A silence settles. She leans back against the bench and lets her shoulder brush mine.
I let it linger.
“What are the things you love?” I ask gently. “The people? The moments that still make your heart race, beyond duty and beyond work?”
She hesitates, just long enough for the stillness to feel heavy. Then her voice comes, soft but clear.
“Science,” she says with a small smile, like the word itself is a memory.
“Always science. I remember this old toy microscope I had as a child. One of those cheap plastic ones with terrible lenses. It was one of the only gifts I ever got, but goodness, I loved it. I spent hours peering at leaves and threads.”
A shadow flickers behind her eyes.
“I loved my mother,” she continues. “She died when I was very young, and I never knew my father at all. There are so many things I wish I could ask them, just to know more about who they were . . . and who I am.” She looks away for a moment, as if collecting herself, then draws a breath and shifts her tone.

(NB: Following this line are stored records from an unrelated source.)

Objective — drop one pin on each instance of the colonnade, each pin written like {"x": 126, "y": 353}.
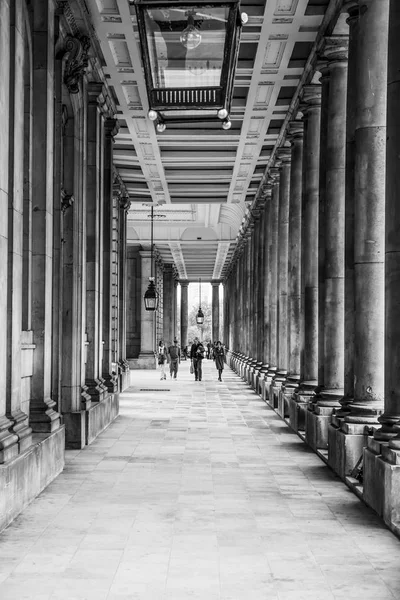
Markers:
{"x": 325, "y": 234}
{"x": 63, "y": 233}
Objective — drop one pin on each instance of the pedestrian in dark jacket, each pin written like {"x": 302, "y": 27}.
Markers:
{"x": 219, "y": 357}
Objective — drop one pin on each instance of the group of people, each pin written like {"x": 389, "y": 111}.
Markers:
{"x": 198, "y": 352}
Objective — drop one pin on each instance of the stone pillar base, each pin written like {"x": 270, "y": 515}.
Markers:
{"x": 297, "y": 412}
{"x": 146, "y": 360}
{"x": 24, "y": 477}
{"x": 317, "y": 422}
{"x": 345, "y": 446}
{"x": 75, "y": 429}
{"x": 100, "y": 415}
{"x": 382, "y": 482}
{"x": 283, "y": 402}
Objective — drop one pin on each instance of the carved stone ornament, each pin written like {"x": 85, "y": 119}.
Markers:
{"x": 76, "y": 50}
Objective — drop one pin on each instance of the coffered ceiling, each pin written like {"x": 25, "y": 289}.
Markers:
{"x": 203, "y": 178}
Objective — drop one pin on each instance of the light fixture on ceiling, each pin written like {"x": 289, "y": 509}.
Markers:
{"x": 151, "y": 296}
{"x": 190, "y": 36}
{"x": 180, "y": 39}
{"x": 200, "y": 314}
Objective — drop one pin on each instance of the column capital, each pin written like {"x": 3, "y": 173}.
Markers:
{"x": 352, "y": 7}
{"x": 296, "y": 130}
{"x": 111, "y": 127}
{"x": 336, "y": 49}
{"x": 285, "y": 155}
{"x": 311, "y": 97}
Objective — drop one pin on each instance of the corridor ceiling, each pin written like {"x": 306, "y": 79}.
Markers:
{"x": 203, "y": 179}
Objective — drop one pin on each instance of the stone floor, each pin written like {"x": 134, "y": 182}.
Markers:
{"x": 197, "y": 491}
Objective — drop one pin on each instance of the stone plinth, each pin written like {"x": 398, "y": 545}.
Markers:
{"x": 382, "y": 482}
{"x": 345, "y": 446}
{"x": 21, "y": 479}
{"x": 318, "y": 419}
{"x": 100, "y": 415}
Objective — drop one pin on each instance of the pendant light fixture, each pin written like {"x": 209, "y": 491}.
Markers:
{"x": 151, "y": 296}
{"x": 200, "y": 314}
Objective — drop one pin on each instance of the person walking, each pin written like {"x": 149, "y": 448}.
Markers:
{"x": 197, "y": 354}
{"x": 175, "y": 358}
{"x": 162, "y": 358}
{"x": 219, "y": 357}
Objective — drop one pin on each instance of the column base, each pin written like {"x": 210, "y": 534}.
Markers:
{"x": 345, "y": 446}
{"x": 75, "y": 430}
{"x": 382, "y": 482}
{"x": 317, "y": 421}
{"x": 145, "y": 360}
{"x": 100, "y": 415}
{"x": 95, "y": 389}
{"x": 24, "y": 477}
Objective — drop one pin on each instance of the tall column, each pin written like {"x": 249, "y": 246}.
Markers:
{"x": 391, "y": 417}
{"x": 94, "y": 194}
{"x": 8, "y": 440}
{"x": 43, "y": 417}
{"x": 285, "y": 157}
{"x": 369, "y": 216}
{"x": 110, "y": 378}
{"x": 294, "y": 258}
{"x": 312, "y": 113}
{"x": 336, "y": 54}
{"x": 184, "y": 313}
{"x": 146, "y": 358}
{"x": 320, "y": 410}
{"x": 273, "y": 273}
{"x": 15, "y": 232}
{"x": 124, "y": 205}
{"x": 215, "y": 310}
{"x": 168, "y": 304}
{"x": 267, "y": 233}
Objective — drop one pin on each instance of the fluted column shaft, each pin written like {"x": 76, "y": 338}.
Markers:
{"x": 184, "y": 313}
{"x": 215, "y": 310}
{"x": 168, "y": 304}
{"x": 312, "y": 114}
{"x": 273, "y": 272}
{"x": 333, "y": 357}
{"x": 283, "y": 250}
{"x": 370, "y": 159}
{"x": 391, "y": 416}
{"x": 294, "y": 256}
{"x": 43, "y": 417}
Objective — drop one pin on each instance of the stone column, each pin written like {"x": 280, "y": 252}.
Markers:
{"x": 391, "y": 417}
{"x": 312, "y": 113}
{"x": 146, "y": 358}
{"x": 319, "y": 415}
{"x": 381, "y": 465}
{"x": 94, "y": 381}
{"x": 108, "y": 373}
{"x": 184, "y": 313}
{"x": 273, "y": 274}
{"x": 369, "y": 215}
{"x": 124, "y": 205}
{"x": 294, "y": 259}
{"x": 15, "y": 230}
{"x": 168, "y": 304}
{"x": 43, "y": 417}
{"x": 267, "y": 233}
{"x": 284, "y": 155}
{"x": 215, "y": 310}
{"x": 8, "y": 439}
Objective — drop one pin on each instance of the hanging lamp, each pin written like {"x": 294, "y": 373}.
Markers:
{"x": 200, "y": 314}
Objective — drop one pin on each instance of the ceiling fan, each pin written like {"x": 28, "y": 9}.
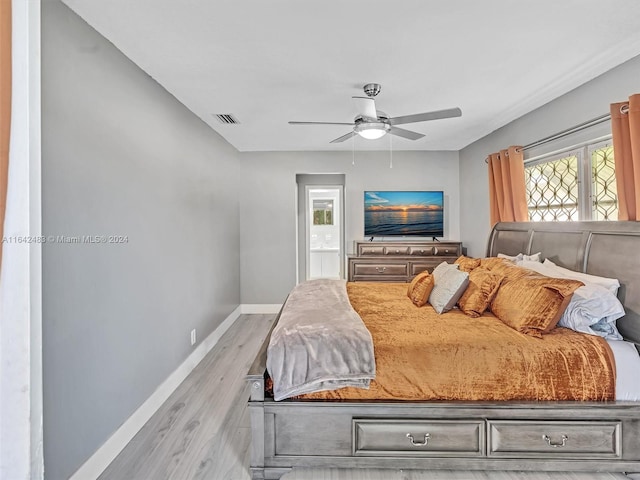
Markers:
{"x": 371, "y": 123}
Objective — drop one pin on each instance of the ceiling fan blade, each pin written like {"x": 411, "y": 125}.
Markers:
{"x": 423, "y": 117}
{"x": 366, "y": 106}
{"x": 401, "y": 132}
{"x": 321, "y": 123}
{"x": 344, "y": 137}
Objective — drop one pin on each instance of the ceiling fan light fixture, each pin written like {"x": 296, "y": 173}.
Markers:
{"x": 372, "y": 131}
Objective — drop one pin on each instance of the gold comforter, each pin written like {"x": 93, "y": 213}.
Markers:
{"x": 421, "y": 355}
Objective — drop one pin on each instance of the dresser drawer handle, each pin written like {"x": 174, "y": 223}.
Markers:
{"x": 547, "y": 438}
{"x": 418, "y": 444}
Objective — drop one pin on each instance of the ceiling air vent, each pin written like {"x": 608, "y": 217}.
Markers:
{"x": 226, "y": 118}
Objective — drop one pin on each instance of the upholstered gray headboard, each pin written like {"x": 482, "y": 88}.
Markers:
{"x": 607, "y": 249}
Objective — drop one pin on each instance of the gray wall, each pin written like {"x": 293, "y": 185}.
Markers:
{"x": 122, "y": 156}
{"x": 268, "y": 205}
{"x": 584, "y": 103}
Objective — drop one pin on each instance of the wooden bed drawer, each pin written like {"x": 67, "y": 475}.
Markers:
{"x": 380, "y": 269}
{"x": 418, "y": 438}
{"x": 536, "y": 439}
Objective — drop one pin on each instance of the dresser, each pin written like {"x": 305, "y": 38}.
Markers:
{"x": 398, "y": 261}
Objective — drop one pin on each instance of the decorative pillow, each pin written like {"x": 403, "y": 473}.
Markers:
{"x": 483, "y": 286}
{"x": 521, "y": 256}
{"x": 514, "y": 258}
{"x": 533, "y": 304}
{"x": 491, "y": 262}
{"x": 510, "y": 271}
{"x": 420, "y": 288}
{"x": 448, "y": 289}
{"x": 467, "y": 264}
{"x": 440, "y": 269}
{"x": 611, "y": 284}
{"x": 594, "y": 310}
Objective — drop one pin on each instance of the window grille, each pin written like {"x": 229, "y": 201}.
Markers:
{"x": 604, "y": 193}
{"x": 574, "y": 185}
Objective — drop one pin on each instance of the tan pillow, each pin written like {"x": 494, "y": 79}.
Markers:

“Slow weekends when the sky’s clear, and I can just wander without a plan. I love sunlight on my skin and the kick you get from cold-brew coffee. Too much of it, honestly.”
She glances down as she speaks, adding to the list with absent-minded strokes, her expression warm and faraway, like each item comes with its own memory she’s quietly reliving.
“Oh, and losing myself in a good book, especially on the weekends when I can stay up reading way too late, until I fall asleep with the lights still on.”